On Tue, Feb 05, 2008 at 02:37:57PM -0500, Jeff Layton wrote:
> Because kthread_stop blocks until the kthread actually goes down,
> we have to send the signal before calling it. This means that there
> is a very small race window like this where lockd_down could block
> for a long time:
>
> lockd_down signals lockd
> lockd invalidates locks
> lockd flushes signals
> lockd checks kthread_should_stop
> lockd_down calls kthread_stop
> lockd calls svc_recv
>
> ...and lockd blocks until recvmsg returns. I think this is a
> pretty unlikely scenario though. We could probably ensure it
> doesn't happen with some locking but I'm not sure that it would be
> worth the trouble.

This is not avoidable unless we take sending the signal into the kthread
machinery.

You should probably add a comment similar to your patch description
above the place where the signal is sent.

2008-02-06 12:34:41

by Jeff Layton

[permalink] [raw]
Subject: Re: [PATCH 2/2] NLM: Convert lockd to use kthreads

On Tue, 5 Feb 2008 23:35:48 -0500
Christoph Hellwig <[email protected]> wrote:

> On Tue, Feb 05, 2008 at 02:37:57PM -0500, Jeff Layton wrote:
> > Because kthread_stop blocks until the kthread actually goes down,
> > we have to send the signal before calling it. This means that there
> > is a very small race window like this where lockd_down could block
> > for a long time:
> >
> > lockd_down signals lockd
> > lockd invalidates locks
> > lockd flushes signals
> > lockd checks kthread_should_stop
> > lockd_down calls kthread_stop
> > lockd calls svc_recv
> >
> > ...and lockd blocks until recvmsg returns. I think this is a
> > pretty unlikely scenario though. We could probably ensure it
> > doesn't happen with some locking but I'm not sure that it would be
> > worth the trouble.
>
> This is not avoidable unless we take sending the signal into the
> kthread machinery.
>

Yes. Perhaps we should consider a kthread_stop_with_signal() function
that does a kthread_stop and sends a signal before waiting for
completion? Most users of kthread_stop won't need it, but it would be
nice here. CIFS could also probably use something like that.

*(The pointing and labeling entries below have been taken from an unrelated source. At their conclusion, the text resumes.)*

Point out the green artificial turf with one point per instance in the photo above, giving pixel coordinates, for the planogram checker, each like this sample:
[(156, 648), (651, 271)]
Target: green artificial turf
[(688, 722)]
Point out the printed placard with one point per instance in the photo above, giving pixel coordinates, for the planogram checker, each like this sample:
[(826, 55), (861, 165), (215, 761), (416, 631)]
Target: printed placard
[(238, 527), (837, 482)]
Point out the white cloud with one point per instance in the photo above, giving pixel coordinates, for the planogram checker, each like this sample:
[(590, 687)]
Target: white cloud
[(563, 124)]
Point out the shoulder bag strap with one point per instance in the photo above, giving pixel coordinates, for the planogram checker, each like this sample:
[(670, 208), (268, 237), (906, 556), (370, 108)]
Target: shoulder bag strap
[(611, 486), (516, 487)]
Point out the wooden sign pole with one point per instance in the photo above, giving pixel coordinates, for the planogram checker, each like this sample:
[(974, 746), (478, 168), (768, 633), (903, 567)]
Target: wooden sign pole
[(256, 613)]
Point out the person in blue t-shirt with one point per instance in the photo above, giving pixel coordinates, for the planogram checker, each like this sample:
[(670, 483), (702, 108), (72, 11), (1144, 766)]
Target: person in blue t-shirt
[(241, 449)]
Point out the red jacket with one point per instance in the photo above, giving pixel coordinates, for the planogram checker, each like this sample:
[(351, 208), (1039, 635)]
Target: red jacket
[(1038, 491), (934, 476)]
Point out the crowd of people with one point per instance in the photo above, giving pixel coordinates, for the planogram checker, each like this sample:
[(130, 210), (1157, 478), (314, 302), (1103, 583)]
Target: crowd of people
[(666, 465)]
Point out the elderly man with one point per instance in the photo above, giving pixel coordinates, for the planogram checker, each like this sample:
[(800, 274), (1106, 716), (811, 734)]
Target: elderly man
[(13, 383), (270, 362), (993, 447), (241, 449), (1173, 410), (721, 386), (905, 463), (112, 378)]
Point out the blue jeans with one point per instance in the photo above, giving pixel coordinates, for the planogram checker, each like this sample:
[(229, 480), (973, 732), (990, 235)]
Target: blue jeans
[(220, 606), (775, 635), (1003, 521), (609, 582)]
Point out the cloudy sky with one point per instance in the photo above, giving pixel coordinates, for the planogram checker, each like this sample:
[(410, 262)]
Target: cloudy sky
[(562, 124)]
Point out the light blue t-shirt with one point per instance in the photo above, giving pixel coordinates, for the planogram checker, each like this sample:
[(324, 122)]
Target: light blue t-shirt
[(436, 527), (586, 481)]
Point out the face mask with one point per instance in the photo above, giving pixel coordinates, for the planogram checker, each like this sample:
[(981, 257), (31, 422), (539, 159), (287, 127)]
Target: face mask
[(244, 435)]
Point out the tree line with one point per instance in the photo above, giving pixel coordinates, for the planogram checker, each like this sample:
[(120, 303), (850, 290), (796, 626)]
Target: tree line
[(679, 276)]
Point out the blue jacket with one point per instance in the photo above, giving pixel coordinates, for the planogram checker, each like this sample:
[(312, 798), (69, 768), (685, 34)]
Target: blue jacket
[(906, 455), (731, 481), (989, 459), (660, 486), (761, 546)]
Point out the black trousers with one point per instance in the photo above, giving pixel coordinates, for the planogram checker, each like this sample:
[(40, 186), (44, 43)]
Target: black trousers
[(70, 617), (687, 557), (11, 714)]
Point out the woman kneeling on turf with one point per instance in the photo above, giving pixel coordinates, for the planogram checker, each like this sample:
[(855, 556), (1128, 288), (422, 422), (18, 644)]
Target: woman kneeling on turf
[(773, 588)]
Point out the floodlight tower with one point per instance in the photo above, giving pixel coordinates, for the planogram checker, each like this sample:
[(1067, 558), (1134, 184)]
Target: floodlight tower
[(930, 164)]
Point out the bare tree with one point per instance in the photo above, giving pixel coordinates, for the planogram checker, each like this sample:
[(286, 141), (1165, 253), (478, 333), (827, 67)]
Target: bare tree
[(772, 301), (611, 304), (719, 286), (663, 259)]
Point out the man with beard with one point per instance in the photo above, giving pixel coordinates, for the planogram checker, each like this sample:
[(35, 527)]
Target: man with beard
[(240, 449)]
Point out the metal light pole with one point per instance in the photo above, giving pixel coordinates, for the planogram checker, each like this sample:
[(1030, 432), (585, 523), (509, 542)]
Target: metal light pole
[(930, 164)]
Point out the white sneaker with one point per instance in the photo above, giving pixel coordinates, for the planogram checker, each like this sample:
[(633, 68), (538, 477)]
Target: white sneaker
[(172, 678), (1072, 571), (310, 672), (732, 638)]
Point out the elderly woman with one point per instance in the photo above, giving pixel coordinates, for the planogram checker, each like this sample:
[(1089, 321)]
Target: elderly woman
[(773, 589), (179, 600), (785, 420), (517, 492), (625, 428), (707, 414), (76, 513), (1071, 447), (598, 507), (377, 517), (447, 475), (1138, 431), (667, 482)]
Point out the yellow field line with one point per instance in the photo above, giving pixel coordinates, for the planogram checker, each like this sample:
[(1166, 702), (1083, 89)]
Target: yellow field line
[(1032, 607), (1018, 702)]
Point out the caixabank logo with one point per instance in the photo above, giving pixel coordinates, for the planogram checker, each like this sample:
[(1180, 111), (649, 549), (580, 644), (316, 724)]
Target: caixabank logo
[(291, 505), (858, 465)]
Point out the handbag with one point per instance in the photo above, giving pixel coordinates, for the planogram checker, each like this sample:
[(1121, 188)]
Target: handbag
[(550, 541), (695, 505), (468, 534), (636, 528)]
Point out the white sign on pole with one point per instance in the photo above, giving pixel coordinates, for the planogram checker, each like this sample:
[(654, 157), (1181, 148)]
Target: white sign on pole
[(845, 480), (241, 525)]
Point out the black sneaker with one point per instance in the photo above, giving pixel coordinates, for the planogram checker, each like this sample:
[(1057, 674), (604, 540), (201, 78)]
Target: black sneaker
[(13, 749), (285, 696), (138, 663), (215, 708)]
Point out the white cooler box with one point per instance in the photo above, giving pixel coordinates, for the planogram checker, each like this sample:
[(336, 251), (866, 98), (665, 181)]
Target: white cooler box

> You should probably add a comment similar to your patch description
> above the place where the signal is sent.

I'll do that and respin...

In the interest of full disclosure, we have some other options besides
sending a signal here:

1) we could call svc_recv with a shorter timeout. This means that lockd
will wake up more frequently, even when it has nothing to do.

2) we could try to ensure that when lockd_down is called that a msg
(maybe a NULL procedure) is sent to lockd's socket to wake it up after
kthread_stop is called. This probably would mean queuing up a task to a
workqueue to do this.

...neither of these seem more palatable than sending a signal.

--
Jeff Layton <[email protected]>